Many chemical processes could benefit from iron catalysis in the coming years. In the area of transportation fuels, new catalysts will be needed to improve desulfurization and denitrogenation of gasoline and diesel fuel to reduce automobile pollution as lower grades of crude oil are increasingly used. Effective catalysts for C–H activation of simple alkanes to make longer chain hydrocarbons could be crucial in processes that convert plant sugars into biofuels. And as White's work shows, C–H activation is already a hot area of research aimed at the synthesis of complex molecules for pharmaceuticals and fine chemicals.

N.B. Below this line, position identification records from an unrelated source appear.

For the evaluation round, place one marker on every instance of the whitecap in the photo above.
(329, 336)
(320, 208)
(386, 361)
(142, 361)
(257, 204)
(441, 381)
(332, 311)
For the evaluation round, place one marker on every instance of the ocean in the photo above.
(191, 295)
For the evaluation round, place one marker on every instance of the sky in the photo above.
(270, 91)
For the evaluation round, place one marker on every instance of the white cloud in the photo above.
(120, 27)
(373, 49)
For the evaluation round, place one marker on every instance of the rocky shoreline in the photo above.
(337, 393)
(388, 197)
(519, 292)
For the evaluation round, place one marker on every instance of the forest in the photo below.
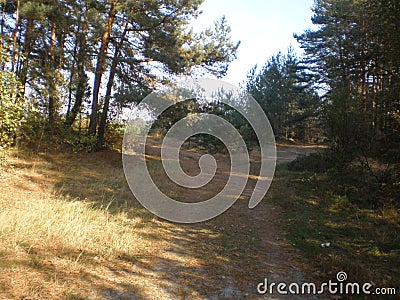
(71, 69)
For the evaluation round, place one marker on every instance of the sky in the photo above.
(264, 28)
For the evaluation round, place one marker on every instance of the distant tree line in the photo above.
(352, 63)
(66, 57)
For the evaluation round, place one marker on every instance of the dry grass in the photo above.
(71, 229)
(54, 245)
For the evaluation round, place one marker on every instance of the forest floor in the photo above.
(71, 229)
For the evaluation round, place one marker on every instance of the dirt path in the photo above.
(226, 257)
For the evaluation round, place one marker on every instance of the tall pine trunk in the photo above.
(82, 78)
(15, 35)
(51, 80)
(100, 67)
(104, 114)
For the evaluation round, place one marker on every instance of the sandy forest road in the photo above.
(226, 257)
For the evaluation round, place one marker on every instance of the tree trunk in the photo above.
(15, 34)
(51, 80)
(100, 66)
(71, 78)
(27, 51)
(103, 120)
(82, 78)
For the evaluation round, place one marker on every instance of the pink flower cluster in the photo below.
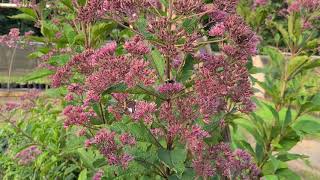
(28, 155)
(187, 6)
(98, 175)
(310, 5)
(77, 115)
(261, 2)
(144, 111)
(102, 69)
(217, 30)
(170, 88)
(27, 102)
(91, 11)
(220, 159)
(136, 46)
(106, 143)
(11, 39)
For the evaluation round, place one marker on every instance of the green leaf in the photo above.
(259, 152)
(23, 16)
(37, 74)
(285, 156)
(159, 62)
(307, 126)
(67, 3)
(283, 32)
(290, 139)
(142, 27)
(174, 159)
(142, 134)
(295, 65)
(83, 175)
(187, 69)
(59, 59)
(190, 24)
(274, 112)
(69, 33)
(29, 11)
(100, 31)
(287, 119)
(48, 29)
(285, 174)
(86, 157)
(270, 177)
(36, 54)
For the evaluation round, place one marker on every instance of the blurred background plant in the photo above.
(289, 30)
(290, 40)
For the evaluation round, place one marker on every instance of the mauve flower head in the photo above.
(144, 111)
(217, 30)
(10, 106)
(69, 97)
(98, 175)
(11, 39)
(82, 132)
(170, 88)
(58, 35)
(125, 159)
(31, 95)
(28, 33)
(91, 11)
(261, 2)
(127, 139)
(15, 1)
(105, 51)
(139, 72)
(187, 6)
(177, 62)
(294, 7)
(28, 155)
(77, 115)
(106, 143)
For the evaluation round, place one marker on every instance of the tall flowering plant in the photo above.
(290, 84)
(162, 99)
(159, 101)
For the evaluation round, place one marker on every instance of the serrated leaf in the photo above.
(23, 16)
(288, 119)
(83, 175)
(159, 62)
(190, 24)
(307, 126)
(37, 74)
(296, 64)
(29, 11)
(187, 69)
(174, 159)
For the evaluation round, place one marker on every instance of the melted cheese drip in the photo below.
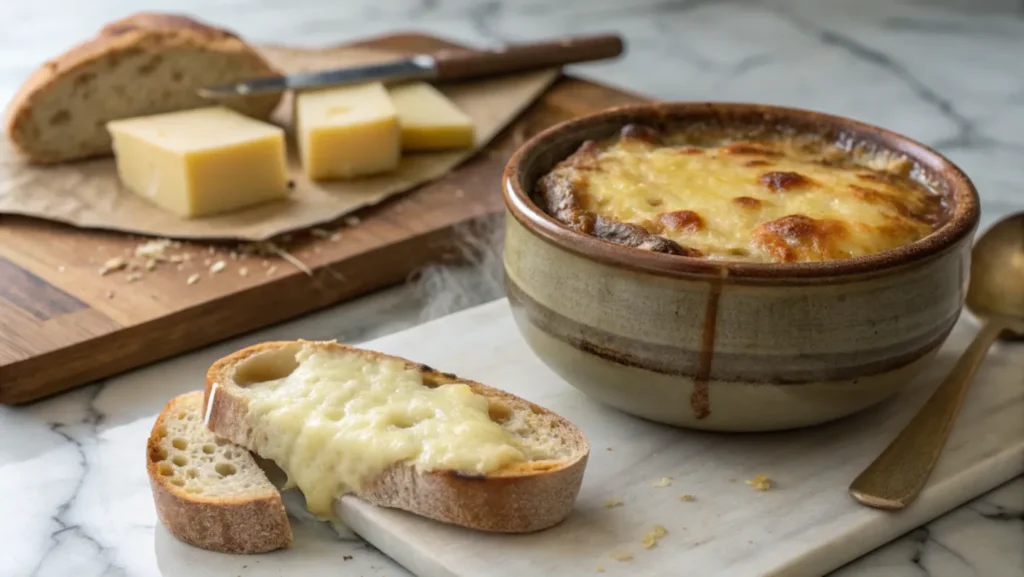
(852, 210)
(339, 420)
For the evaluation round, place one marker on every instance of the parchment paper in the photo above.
(89, 194)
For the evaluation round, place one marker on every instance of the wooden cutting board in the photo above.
(62, 324)
(805, 526)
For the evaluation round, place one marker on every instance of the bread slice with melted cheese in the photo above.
(211, 493)
(253, 396)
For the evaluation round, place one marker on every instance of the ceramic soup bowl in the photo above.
(725, 345)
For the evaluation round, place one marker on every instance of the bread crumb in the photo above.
(761, 483)
(655, 533)
(113, 264)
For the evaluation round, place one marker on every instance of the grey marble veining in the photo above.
(949, 73)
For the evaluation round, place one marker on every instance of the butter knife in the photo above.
(441, 66)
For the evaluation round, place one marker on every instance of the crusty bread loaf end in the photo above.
(145, 64)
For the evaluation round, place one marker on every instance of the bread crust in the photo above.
(243, 525)
(142, 31)
(520, 498)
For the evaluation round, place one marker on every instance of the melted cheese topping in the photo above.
(772, 201)
(340, 419)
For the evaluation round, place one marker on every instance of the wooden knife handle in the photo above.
(459, 65)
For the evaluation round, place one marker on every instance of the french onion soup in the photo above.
(755, 196)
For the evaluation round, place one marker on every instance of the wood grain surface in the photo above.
(62, 324)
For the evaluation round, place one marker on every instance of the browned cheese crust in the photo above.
(143, 33)
(245, 524)
(906, 210)
(521, 498)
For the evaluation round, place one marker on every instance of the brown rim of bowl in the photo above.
(951, 181)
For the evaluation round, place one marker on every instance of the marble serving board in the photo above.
(806, 525)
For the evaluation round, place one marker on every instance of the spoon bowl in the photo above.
(996, 289)
(996, 295)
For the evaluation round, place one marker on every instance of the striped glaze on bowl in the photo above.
(730, 345)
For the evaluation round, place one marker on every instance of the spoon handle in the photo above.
(895, 479)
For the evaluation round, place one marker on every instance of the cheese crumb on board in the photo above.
(156, 250)
(429, 120)
(761, 483)
(113, 264)
(201, 162)
(348, 131)
(652, 536)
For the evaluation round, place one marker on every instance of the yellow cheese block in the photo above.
(347, 131)
(201, 162)
(429, 120)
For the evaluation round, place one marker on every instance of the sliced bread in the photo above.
(522, 496)
(142, 65)
(210, 493)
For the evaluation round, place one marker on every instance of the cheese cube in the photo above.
(347, 131)
(429, 120)
(201, 162)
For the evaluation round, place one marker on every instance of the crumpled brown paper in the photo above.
(89, 194)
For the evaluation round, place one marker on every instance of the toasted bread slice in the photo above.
(522, 497)
(208, 492)
(142, 65)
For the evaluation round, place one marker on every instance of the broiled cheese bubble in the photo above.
(772, 200)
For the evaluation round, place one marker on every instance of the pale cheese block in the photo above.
(347, 132)
(201, 162)
(429, 120)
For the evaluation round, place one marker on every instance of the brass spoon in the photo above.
(995, 294)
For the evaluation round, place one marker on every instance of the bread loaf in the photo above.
(142, 65)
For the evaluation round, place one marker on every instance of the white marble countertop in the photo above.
(949, 73)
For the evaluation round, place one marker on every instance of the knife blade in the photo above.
(440, 66)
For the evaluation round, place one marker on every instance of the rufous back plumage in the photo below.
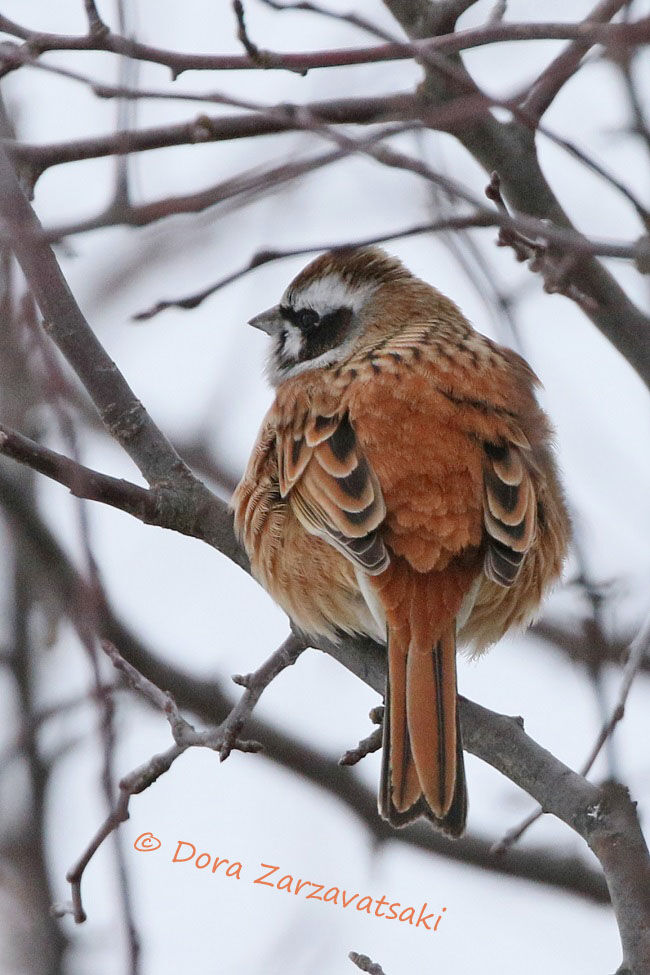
(402, 486)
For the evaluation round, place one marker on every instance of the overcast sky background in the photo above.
(203, 370)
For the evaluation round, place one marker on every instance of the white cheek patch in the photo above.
(292, 341)
(328, 293)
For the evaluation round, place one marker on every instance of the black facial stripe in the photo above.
(325, 334)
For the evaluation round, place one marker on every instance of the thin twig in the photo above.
(366, 964)
(637, 653)
(223, 739)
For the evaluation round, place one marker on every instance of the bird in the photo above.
(403, 486)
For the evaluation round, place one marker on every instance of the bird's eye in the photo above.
(306, 318)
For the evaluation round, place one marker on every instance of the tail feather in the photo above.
(423, 772)
(431, 719)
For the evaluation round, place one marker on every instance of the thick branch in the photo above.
(207, 700)
(509, 149)
(40, 42)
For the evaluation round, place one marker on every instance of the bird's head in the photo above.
(329, 307)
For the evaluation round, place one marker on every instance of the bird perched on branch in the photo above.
(402, 486)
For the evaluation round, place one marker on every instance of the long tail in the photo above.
(423, 772)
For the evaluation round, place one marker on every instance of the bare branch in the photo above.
(555, 76)
(207, 700)
(620, 35)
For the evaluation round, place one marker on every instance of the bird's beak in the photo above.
(268, 321)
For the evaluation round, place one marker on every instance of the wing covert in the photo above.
(510, 509)
(332, 488)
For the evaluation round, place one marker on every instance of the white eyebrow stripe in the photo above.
(328, 293)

Still another target is developing iron nanoparticles that can catalyze chemical syntheses and the remediation of contaminated soil and groundwater. And even for the well-established Haber-Bosch reaction, switching from a heterogeneous iron catalyst to a soluble homogeneous catalyst might permit the reaction to operate at lower temperature and pressure and significantly reduce energy costs.

Iron complexes are becoming a much more interesting and viable choice for catalysis, says Beller, whose own work includes iron-catalyzed reductions of carbonyl groups to make alcohols under mild conditions. "Clearly, the reported iron catalyst systems are still far from immediate industrial applications," he notes. And the chemical industry will not shift away from precious-metal catalysts to iron or other alternatives until it is advantageous to do so. "But for the midterm future, we can expect a significant increase in the use of iron catalysis in organic synthesis," Beller concludes.